B did not write that story, the story of the man and me and a first date now going on four years. How could she? Instead, B wrote the story of my ex-husband, my not-yet divorce. In those days, it was a story I told. B wrote of another man, my ex, who was causing me pain. Perhaps the man no longer wished to share the story of our past. Or the man refused to maintain the space we had created. B did not write this. B wrote of my children and my pets and my age, changing small details here and there. B wrote of her own despair, which is also not my story, but part of what appeals to me in B. The depth of her feeling, on and off the page. B wrote of a moment, with her mother, when she saw the man I divorced; they happened to share an elevator in a museum, before or after walking through an Ann Collier exhibition. In the story, B describes him as a regular-looking man. I understood that, having heard about my Ex in such dramatic terms, his appearance in the elevator, for B, was uncanny. He could not, in person, live up to my narration.

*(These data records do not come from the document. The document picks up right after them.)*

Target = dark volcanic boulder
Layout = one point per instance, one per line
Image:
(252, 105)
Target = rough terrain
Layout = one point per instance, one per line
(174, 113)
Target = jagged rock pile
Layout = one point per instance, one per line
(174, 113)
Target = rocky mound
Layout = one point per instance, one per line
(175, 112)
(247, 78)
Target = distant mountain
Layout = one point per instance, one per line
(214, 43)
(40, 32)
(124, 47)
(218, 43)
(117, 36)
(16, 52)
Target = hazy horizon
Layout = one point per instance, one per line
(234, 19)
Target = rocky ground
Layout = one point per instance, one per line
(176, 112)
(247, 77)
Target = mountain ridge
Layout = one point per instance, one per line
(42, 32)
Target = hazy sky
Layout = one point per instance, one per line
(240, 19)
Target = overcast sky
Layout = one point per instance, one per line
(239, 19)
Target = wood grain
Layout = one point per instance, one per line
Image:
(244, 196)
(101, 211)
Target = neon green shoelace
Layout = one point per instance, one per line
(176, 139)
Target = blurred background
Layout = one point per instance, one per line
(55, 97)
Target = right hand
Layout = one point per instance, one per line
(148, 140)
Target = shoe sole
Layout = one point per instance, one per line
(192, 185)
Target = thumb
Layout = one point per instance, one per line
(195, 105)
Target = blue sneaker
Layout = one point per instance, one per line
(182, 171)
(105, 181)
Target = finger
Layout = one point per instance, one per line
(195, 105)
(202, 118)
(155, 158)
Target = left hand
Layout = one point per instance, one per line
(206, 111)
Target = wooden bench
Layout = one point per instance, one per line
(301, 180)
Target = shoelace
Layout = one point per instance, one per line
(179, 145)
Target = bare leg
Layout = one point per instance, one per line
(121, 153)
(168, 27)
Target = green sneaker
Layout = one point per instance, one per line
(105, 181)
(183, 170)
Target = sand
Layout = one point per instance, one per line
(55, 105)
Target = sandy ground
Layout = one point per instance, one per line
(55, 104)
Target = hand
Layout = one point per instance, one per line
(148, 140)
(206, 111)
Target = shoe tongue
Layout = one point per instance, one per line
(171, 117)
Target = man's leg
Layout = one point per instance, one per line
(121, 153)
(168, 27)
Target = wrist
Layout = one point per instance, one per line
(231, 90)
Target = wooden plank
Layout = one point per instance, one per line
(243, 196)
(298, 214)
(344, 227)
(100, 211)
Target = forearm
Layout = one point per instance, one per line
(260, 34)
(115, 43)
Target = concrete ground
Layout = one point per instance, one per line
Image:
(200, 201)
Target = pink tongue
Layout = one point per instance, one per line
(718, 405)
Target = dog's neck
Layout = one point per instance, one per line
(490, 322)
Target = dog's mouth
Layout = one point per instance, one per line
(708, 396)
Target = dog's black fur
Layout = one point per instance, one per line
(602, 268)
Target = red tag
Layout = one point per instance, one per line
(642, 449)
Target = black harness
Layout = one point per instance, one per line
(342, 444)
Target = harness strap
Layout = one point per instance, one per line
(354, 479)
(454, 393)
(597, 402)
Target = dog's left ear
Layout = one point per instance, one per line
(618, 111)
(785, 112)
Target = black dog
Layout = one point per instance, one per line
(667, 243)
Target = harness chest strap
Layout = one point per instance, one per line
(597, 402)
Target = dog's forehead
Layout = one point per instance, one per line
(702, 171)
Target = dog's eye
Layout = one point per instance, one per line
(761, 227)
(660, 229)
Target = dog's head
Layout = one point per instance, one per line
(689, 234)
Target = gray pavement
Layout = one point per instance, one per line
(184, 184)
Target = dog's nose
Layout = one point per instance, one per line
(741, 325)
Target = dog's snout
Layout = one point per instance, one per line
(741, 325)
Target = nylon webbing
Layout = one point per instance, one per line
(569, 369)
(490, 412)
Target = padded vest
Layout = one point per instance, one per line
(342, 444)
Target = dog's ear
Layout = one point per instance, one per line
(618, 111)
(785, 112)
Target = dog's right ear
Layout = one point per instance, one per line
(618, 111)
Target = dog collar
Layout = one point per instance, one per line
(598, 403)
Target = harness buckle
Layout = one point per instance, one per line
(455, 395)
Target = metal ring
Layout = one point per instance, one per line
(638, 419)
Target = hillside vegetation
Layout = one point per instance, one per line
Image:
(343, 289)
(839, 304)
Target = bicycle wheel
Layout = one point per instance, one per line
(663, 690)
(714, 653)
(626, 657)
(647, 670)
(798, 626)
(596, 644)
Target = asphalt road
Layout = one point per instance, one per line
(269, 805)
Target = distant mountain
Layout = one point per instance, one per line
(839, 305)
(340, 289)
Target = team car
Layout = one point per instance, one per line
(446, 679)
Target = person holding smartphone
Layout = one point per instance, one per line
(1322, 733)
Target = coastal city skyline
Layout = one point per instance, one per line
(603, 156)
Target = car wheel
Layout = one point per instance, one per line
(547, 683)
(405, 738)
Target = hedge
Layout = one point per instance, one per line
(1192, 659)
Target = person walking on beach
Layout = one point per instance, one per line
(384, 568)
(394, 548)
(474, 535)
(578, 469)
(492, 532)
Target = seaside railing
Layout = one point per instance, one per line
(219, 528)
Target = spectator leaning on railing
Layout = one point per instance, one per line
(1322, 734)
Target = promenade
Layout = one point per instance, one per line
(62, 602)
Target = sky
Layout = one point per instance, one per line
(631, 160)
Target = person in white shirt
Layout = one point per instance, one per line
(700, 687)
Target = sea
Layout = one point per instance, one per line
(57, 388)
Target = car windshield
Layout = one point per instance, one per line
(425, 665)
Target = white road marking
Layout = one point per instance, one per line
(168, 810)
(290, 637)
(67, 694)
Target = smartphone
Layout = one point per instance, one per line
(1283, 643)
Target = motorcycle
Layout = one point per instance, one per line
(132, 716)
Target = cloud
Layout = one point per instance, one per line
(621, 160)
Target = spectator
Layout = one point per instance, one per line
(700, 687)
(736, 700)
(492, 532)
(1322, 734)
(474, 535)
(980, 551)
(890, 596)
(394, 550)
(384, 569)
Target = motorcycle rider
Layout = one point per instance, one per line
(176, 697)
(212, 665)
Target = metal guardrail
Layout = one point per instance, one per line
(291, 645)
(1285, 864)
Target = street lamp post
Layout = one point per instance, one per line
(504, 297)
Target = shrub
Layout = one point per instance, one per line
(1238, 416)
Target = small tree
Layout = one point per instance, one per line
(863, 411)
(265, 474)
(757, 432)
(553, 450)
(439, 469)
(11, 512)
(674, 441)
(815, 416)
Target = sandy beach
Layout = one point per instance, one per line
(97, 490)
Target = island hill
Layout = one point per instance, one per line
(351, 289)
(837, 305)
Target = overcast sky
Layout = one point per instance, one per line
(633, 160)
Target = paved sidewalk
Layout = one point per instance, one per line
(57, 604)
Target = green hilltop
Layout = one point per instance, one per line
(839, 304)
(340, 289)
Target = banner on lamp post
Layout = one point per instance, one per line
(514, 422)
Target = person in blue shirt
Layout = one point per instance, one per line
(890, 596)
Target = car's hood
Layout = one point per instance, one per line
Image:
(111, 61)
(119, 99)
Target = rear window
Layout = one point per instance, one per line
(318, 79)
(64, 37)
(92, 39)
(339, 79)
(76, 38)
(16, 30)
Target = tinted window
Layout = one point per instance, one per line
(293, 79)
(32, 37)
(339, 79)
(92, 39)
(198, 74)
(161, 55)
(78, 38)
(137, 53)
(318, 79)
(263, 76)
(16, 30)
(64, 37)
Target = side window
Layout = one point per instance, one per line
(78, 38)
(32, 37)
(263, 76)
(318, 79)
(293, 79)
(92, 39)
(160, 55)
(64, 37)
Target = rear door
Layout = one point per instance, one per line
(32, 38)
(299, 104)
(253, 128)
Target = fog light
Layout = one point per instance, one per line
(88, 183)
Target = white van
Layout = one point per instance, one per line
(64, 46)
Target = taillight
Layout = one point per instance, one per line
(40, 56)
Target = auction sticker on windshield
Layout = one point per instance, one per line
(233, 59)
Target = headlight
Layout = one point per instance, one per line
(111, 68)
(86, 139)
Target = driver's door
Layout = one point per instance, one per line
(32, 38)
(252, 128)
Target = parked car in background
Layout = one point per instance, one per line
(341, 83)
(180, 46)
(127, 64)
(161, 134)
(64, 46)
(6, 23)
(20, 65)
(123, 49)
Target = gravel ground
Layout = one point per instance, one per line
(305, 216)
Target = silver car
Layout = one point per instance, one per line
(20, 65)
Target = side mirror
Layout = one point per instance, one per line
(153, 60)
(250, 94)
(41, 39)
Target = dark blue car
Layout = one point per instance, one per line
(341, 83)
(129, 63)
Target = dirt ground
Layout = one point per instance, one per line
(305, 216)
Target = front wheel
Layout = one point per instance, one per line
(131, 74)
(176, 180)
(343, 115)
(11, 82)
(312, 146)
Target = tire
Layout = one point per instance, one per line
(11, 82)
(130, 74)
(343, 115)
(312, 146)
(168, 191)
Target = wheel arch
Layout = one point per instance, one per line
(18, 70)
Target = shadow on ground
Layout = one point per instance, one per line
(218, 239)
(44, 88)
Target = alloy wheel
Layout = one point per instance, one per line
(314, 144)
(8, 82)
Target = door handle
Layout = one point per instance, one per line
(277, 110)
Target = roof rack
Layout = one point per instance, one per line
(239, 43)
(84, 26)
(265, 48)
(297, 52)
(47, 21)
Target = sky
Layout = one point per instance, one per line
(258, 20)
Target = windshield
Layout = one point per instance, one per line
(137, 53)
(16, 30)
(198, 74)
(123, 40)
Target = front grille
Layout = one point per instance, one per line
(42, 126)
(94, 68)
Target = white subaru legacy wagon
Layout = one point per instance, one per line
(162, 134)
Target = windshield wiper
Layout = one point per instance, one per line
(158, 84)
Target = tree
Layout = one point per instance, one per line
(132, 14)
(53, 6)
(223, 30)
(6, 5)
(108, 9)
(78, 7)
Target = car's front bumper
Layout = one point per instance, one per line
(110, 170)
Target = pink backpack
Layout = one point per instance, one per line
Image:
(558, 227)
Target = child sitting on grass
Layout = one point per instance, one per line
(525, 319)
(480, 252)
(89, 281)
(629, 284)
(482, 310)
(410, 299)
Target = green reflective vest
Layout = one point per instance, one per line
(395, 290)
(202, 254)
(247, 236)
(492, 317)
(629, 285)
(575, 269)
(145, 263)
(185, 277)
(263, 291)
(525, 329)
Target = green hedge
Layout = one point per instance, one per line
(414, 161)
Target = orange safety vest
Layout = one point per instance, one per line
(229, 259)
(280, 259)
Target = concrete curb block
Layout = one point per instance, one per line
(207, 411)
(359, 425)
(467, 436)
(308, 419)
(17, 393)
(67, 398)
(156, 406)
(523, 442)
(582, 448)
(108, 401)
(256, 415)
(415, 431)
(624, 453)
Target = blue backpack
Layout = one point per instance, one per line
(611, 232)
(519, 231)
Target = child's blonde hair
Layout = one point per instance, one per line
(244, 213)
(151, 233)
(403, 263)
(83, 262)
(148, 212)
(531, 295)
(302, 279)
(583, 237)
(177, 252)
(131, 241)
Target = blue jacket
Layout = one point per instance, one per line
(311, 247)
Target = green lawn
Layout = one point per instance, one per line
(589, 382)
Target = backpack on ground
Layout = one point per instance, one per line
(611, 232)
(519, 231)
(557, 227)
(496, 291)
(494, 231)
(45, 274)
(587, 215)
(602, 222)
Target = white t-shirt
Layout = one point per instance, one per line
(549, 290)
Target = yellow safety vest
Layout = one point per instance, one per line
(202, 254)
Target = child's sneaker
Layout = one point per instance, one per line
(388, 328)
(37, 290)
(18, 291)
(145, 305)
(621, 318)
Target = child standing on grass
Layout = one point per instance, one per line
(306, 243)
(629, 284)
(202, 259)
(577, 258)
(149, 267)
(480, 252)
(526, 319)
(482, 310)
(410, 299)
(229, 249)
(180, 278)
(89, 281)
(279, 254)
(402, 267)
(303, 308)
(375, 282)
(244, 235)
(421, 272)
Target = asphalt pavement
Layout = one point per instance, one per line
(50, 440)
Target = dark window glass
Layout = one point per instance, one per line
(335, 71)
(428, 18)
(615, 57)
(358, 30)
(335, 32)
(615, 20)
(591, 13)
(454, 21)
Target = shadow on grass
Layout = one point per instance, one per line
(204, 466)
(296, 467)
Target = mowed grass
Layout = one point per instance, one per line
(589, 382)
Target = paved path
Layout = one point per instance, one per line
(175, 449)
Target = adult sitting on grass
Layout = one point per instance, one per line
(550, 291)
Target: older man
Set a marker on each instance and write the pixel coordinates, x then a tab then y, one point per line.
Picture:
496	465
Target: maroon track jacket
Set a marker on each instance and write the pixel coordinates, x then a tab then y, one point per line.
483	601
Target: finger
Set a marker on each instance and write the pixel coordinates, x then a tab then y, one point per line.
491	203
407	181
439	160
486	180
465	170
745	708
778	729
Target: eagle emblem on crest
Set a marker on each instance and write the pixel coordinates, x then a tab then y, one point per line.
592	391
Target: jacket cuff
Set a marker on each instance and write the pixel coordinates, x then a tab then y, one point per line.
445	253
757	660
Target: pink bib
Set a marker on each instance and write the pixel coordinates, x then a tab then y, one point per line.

In fact, the less often I saw my ex, and the more often I spoke of him, the newer he became. More surprising in his humanity. Less one-dimensional, less awful. He was a body, vulnerable and mortal; I had the sense of my own power and complicity.
B did not write that story, either.
About a month after reading B’s story, C sent me the draft of his memoir, which he’d been working on for many years. Often when we spoke, C would say, It’s so weird to talk to you because I’m writing about you in my book right now. Once he said, I’m writing about you and it’s helping me understand you and maybe you will read it and learn about yourself, too. His friend D, our mutual friend, also told me that I was in C’s book and that it might be weird. Because I had already written a book in which C was a character, I did not mind this news. I shrugged, I said I had no ego about it. After all, C was writing the me of 25 years ago – that me was not me at all.
And then most recently, E’s book was published. When I read E’s book two years ago, she was still drafting it. She told me that I was in it, conversations we had, mostly over email. In this book, too, my divorce is a subject. When E asked if she should change my name, I said that I didn’t mind. I liked it, even, and that my divorce was in there, so what? But then years passed. And E’s book came out into the world to some acclaim, and more than one person messaged me to say “I am reading E’s book and you are in it.”
It had been so long since I’d read E’s book and so I returned to it, I looked through my copy, now only reading the G moments, and suddenly I saw that this book, too, was about Female Friendship. One friend was a woman I recognized, named F, who was described as a “more successful writer” than the narrator. I was the other friend. It became clear to me, on this read, that I was the “less successful writer” than F or E, the narrator. The me-surrogate gives a reading, which no one attends; she publishes a book which no one reads; she obsesses endlessly about her ex-husband and his girlfriend. She is the sort of woman who reads Elena Ferrante novels and over-identifies with the main characters. In short, she is exhausting; the narrator looks forward to her departure.
And so imagine my surprise when I read your depiction of the end of my marriage and in particular the attempt to free myself from the narrative – the constraints of the couple form. How could I be a writer within that world and how did you know, how desperate I was to escape? How vividly you portrayed my attempt to release myself from that story. You will say it is fiction; you will claim plausible deniability; and you will laugh but we both know the truth of it, your subtle and magnificent theft.